63 year old Laurie Staver Clinton is one from their 5 children; She says that, Preble was “a tall, outgoing man with a strong, ‘larger than life’ personality” and Isabell was   “[her] heart” and someone who “taught [her] how to be a kind person, how to be a compassionate person.”

A catastrophic incident happened to them in 1975 when their son, Peter died in his last football game in college.

Laurie remembers:

“At that point, we began to really see a softer side of my dad. Parents aren’t supposed to bury their kids and that really took a toll on my folks, but it also brought them together. Something like that can either tear a couple apart, but they made a pact to get through it together. They really were each other’s support team.”

Challenges didn’t end for them thereafter. In 2013, Isabell started showing dementia signs.

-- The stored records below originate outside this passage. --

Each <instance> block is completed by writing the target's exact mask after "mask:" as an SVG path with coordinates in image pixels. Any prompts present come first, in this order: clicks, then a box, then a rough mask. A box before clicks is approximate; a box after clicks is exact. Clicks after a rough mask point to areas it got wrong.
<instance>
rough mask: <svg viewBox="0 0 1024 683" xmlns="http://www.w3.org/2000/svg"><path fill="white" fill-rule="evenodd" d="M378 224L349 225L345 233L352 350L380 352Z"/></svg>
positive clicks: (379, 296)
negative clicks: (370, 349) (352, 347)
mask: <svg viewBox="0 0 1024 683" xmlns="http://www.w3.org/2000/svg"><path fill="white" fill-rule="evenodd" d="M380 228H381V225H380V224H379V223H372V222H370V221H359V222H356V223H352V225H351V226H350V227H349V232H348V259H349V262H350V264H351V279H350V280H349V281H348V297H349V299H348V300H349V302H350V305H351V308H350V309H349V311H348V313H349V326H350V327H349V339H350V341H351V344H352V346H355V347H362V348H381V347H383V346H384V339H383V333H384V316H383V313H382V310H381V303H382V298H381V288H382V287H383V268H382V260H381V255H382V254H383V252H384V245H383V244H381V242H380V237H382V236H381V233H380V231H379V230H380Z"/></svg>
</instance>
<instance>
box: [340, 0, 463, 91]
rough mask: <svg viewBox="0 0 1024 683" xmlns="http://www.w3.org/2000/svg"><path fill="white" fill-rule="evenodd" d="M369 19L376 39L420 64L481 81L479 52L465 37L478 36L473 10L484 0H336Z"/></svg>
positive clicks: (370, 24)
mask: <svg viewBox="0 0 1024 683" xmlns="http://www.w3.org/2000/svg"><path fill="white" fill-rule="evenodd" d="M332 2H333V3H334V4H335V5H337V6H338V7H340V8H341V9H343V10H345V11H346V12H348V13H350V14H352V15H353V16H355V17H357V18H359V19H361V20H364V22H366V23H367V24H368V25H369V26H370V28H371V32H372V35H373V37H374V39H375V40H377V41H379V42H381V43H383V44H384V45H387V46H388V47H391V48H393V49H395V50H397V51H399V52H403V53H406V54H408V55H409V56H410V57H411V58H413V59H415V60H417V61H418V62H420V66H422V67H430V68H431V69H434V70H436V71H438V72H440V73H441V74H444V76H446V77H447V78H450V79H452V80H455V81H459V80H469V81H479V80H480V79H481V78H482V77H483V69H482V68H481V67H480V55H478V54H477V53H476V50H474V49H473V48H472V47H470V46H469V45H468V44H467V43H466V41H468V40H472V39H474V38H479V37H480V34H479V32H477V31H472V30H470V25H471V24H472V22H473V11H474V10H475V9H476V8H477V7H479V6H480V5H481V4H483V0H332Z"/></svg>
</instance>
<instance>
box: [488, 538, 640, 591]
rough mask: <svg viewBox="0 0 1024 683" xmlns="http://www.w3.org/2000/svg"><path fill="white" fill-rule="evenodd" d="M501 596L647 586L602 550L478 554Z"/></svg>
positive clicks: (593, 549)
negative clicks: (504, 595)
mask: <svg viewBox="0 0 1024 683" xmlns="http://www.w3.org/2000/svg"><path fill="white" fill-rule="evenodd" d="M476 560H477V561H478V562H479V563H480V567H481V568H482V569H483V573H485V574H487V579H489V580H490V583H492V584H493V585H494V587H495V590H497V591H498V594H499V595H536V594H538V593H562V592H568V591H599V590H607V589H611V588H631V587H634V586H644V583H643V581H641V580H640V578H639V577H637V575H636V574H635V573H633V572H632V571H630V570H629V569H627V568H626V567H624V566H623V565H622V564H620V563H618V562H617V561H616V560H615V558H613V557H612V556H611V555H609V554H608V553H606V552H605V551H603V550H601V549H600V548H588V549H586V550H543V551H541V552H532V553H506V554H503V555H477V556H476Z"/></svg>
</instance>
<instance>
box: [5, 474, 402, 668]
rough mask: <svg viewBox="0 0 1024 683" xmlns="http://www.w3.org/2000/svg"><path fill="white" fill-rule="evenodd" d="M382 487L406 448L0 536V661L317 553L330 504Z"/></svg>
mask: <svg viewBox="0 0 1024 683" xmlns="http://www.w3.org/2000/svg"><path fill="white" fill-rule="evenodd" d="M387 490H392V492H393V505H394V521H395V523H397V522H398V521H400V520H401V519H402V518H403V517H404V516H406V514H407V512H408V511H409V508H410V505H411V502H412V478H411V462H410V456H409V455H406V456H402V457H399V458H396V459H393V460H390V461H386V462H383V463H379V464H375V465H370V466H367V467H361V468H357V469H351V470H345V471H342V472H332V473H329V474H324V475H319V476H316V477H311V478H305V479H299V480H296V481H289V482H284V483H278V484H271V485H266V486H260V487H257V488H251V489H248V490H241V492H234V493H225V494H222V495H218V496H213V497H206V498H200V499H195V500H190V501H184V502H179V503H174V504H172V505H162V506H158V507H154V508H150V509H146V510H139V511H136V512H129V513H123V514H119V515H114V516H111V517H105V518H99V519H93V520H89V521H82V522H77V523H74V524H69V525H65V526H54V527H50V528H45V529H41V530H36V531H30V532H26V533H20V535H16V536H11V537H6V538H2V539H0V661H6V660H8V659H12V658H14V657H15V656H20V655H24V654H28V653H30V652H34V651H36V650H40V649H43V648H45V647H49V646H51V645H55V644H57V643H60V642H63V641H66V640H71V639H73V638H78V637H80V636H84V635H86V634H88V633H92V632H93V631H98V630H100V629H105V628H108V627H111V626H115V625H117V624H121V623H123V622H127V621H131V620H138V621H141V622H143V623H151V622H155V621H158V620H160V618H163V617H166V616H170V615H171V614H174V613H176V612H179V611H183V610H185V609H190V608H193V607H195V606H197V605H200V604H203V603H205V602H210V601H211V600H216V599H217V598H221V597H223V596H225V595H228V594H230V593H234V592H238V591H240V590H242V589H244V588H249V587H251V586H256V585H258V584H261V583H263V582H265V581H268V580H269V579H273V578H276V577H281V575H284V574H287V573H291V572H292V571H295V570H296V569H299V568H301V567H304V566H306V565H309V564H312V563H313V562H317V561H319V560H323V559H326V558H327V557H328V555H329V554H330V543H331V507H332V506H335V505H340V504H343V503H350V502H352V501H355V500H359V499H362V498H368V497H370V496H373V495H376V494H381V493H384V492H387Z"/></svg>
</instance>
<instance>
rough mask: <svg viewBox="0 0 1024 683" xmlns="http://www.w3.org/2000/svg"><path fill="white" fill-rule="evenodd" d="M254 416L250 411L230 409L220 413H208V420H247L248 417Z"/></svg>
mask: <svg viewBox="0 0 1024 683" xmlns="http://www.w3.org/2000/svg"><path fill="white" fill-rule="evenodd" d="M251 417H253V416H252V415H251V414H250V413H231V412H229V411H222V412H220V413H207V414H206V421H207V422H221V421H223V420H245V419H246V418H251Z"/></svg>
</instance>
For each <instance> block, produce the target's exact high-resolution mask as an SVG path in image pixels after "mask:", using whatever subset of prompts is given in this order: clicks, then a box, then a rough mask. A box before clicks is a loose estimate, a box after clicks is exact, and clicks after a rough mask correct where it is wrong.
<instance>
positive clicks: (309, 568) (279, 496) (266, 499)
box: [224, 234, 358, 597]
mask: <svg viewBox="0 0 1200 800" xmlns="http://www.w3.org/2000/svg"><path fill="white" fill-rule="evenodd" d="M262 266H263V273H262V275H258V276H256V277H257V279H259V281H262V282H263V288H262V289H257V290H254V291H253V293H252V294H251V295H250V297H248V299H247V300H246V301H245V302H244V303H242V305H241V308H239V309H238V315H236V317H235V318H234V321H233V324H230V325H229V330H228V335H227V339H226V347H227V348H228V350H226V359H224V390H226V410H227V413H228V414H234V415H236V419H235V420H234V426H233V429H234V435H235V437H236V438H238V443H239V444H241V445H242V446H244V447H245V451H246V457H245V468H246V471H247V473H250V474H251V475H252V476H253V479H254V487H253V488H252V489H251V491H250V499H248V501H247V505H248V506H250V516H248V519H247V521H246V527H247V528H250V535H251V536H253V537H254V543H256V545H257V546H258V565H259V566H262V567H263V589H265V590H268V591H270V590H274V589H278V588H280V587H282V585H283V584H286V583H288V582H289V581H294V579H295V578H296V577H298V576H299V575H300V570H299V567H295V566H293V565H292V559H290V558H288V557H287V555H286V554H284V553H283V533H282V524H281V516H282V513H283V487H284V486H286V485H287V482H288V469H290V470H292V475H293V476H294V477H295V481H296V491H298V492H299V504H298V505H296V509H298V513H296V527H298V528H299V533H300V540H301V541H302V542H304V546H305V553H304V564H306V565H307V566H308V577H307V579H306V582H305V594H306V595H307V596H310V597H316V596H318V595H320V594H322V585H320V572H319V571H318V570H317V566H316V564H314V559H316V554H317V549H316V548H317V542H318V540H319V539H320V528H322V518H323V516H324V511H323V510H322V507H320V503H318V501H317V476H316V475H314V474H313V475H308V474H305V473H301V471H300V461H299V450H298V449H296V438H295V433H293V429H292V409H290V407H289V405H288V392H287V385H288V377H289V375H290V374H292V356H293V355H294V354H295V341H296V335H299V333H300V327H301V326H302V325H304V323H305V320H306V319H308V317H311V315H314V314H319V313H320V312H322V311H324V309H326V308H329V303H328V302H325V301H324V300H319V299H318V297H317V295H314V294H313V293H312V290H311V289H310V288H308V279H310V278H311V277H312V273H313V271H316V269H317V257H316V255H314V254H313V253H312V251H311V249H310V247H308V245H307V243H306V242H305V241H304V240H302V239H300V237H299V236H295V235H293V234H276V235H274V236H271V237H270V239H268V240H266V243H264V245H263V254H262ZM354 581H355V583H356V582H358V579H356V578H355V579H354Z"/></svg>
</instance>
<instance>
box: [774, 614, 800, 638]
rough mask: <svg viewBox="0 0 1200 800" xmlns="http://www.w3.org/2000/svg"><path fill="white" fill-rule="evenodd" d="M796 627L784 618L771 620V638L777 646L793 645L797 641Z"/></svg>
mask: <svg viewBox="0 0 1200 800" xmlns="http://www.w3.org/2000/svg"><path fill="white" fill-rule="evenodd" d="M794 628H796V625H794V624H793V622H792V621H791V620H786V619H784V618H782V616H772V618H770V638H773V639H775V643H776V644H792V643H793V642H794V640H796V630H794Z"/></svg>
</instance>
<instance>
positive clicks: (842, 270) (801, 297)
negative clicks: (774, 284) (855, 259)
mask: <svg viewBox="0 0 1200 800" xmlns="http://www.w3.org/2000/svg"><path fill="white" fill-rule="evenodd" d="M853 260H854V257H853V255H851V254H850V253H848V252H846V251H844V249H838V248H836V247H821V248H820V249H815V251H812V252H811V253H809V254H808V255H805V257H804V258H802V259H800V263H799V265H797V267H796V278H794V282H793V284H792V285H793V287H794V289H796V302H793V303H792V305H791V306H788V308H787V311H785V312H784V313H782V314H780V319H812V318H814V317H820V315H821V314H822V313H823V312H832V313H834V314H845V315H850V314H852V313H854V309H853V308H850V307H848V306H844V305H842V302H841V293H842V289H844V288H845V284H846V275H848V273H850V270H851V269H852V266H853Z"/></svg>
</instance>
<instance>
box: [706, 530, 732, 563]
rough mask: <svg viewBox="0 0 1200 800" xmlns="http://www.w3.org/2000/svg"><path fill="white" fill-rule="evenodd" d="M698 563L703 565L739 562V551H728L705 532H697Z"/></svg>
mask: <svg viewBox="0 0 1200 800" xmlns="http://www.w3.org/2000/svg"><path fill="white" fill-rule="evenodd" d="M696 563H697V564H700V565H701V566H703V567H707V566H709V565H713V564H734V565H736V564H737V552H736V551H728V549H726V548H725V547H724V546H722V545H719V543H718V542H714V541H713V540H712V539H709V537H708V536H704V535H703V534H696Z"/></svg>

Hence they moved in to a long-term care facility in Norfolk, Virginia where the couple stayed together but had to sleep in two separate rooms. The time was especially difficult for Preble because he had to witness his love being affected by a disease.

Laurie states further:

“They just found another way to express their love. Dad, even after he stopped walking and was in a wheelchair, he would wheel himself down to the Memory Care Unit and go visit mom. When I would reunite them, they always, the first thing they’d do was put their hands out and hold each other’s hand and tell each other they loved each other.”

The couple was lucky to have their one last nap together with the staff support as a result of the last wish of Preble on his 96th birthday.“There was not a single word spoken between the two of them. They held hands and just fell asleep.”

After number of days on 25th October 2017 Isabell closed her eyes forever and her husband managed to say goodbye to the love of his life. And he died after 14 hours of Isabell’s death.

That was the end of an amazing life of 71 years that they lived together. Even after they are gone; their love is still cherished and reminded by all the people who were lucky enough to meet them In their lifetimes.

Laurie put it in a nutshell:

“Mom and dad really lived out that, if you make a commitment, and even though life gets rough or life gets in the way, you work through life. And you live your life together.”